By Dustin Cabeal
Like most people that are likely going to pick up this comic, I knew nothing about it going in. At the time of writing this, I believe that it’s recently announced so there might not be a ton of awareness for The Last Siege. The first thing to note is that the meaning behind the title completely escapes me, but that’s perfectly fine. Not every title needs or should be easy to decipher.
Justin Greenwood is an artistic talent that I keep tabs on. I’ve digested too much art in my life to say that I love every little bit of art he does, but when he’s on top of his game, he’s really on top of his game. Nowhere is that illustrated more (pun) than in the opening which is the artwork alone. A silent man walks with his horse towards a castle. Form the looks of it the horse is carrying a lot of materials. Are these the man’s possessions or is he a merchant of some kind? At this point Greenwood’s artwork lets us wonder before Walker’s story kicks in.
After the man reaches the town we transition from the rain to the comfort of the indoors. We quickly learn the lay of the land. The castle has lost it’s King to war, his only child, a girl, is set to be married to a cruel man that will likely give her an existence in which she’ll wish for death. It’s a bleak outlook for her. Meanwhile, our lone man heads to the local bar, because that’s what you do when you roll into town with a parched throat. He instantly runs into trouble as his look is recognizable to the shit bag that’s about to marry a child and claim the throne. That is not the end of the drama though.

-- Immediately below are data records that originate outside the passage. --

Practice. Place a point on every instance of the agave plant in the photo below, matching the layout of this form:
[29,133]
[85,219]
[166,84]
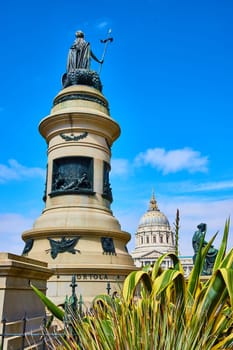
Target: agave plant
[161,309]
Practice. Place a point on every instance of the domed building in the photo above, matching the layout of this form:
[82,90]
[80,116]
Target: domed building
[154,237]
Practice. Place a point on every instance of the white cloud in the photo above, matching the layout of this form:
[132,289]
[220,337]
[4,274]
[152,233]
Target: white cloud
[213,186]
[173,161]
[16,171]
[192,212]
[119,167]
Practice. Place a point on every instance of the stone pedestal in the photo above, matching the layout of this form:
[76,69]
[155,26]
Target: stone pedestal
[77,232]
[21,311]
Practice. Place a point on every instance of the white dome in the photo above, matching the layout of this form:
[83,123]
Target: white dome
[153,216]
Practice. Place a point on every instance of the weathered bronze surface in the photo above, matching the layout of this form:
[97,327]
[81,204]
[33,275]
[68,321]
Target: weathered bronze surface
[64,245]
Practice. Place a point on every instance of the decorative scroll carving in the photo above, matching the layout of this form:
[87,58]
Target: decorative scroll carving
[64,245]
[108,245]
[28,246]
[73,137]
[72,175]
[107,191]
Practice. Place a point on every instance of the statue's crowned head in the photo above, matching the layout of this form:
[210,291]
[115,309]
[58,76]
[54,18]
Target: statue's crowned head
[79,34]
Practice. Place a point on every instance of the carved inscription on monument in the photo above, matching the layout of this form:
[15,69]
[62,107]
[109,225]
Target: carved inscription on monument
[72,175]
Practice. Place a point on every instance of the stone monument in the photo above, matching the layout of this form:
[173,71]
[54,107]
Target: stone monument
[77,233]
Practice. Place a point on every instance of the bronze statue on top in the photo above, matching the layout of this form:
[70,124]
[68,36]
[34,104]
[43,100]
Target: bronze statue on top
[78,63]
[80,54]
[211,254]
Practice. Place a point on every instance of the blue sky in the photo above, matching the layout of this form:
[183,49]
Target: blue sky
[168,77]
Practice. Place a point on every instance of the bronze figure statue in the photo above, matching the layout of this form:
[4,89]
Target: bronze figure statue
[211,254]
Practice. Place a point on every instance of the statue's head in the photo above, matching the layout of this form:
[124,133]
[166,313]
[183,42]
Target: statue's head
[79,34]
[202,227]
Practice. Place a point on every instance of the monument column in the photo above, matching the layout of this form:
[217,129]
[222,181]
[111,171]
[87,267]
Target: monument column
[77,233]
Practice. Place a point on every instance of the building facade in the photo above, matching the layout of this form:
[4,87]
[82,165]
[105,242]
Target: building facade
[154,238]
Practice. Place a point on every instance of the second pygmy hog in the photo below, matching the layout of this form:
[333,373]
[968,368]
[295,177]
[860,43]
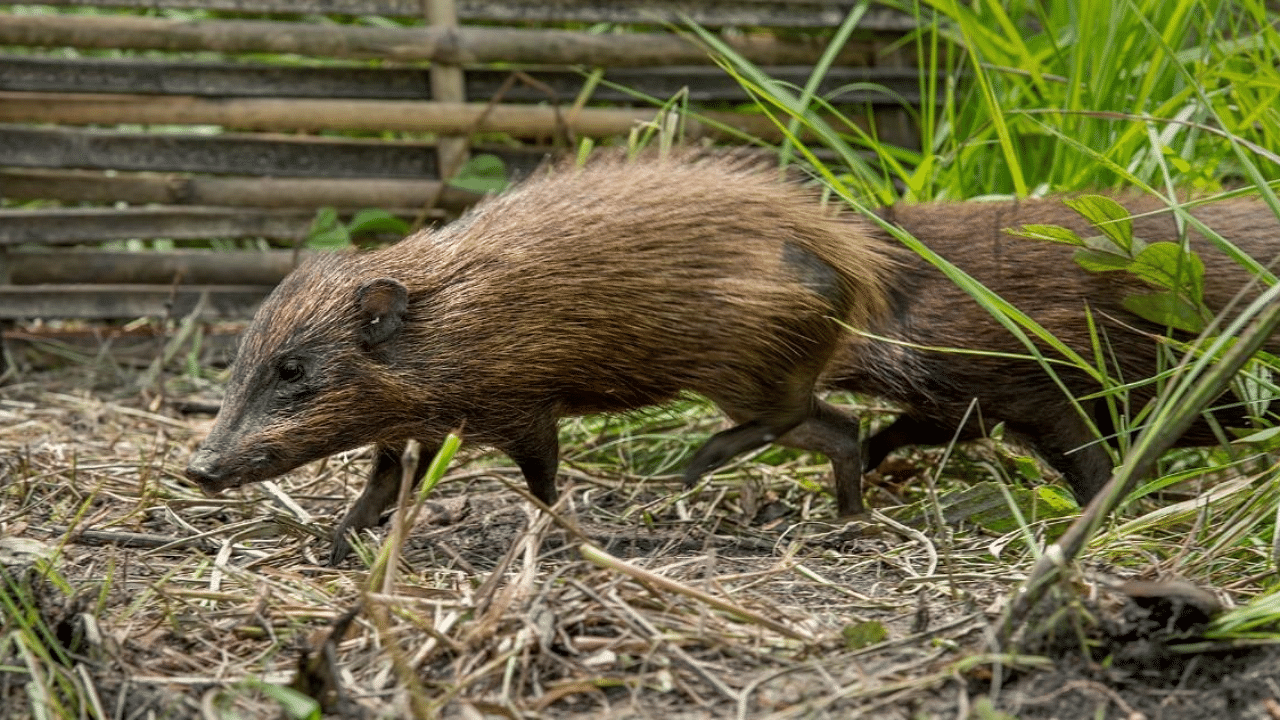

Depending on the pool of stories you’re sampling from, the twists of this story aren’t entirely new or surprising. It’s still a good twist to the story that will bring at least me back for another issue. There is still a certain amount of disbelief that you’ll need to suspend. Otherwise, you’ll end up asking “what if” questions left, right and center. Even still, Walker does a great job with the pacing of the story and with trusting Greenwood to drive the story with the artwork. The parts that could be considered exposition are believable in their execution because the two characters giving all the information are racking their heads on how to deal with their predicament. One of them is sympathetic to the new Queen’s situation, while the other is more concerned about keeping his own life. Their discussion presented us with all the information we need to understand everything happening in this city.
Greenwood’s artwork is very strong. The action flows nicely and avoids confusing the reader. There are a lot of subtle inclusions that I don’t want to mention for fear of revealing too much, but they certainly add a level of mystery to the overall story. They’re not mentioned in the narration, and so the art is the only place where we can pick up clues. Again, it shows the trust Walker has for Greenwood, but furthermore, it shows Greenwood’s talent.
It’s a strong first issue. The setting is interesting and the seemingly random clues that we’re given makes it seem as if The Last Siege is set in an alternate timeline of history. Further reading is needed in order to figure out everything presented in the first issue. While the twist was predictable for me, it’s still a great twist that is sure to bring others back. I’ll be waiting for you to read it so that we can discuss it, because I desperately need someone to talk to about The Last Siege.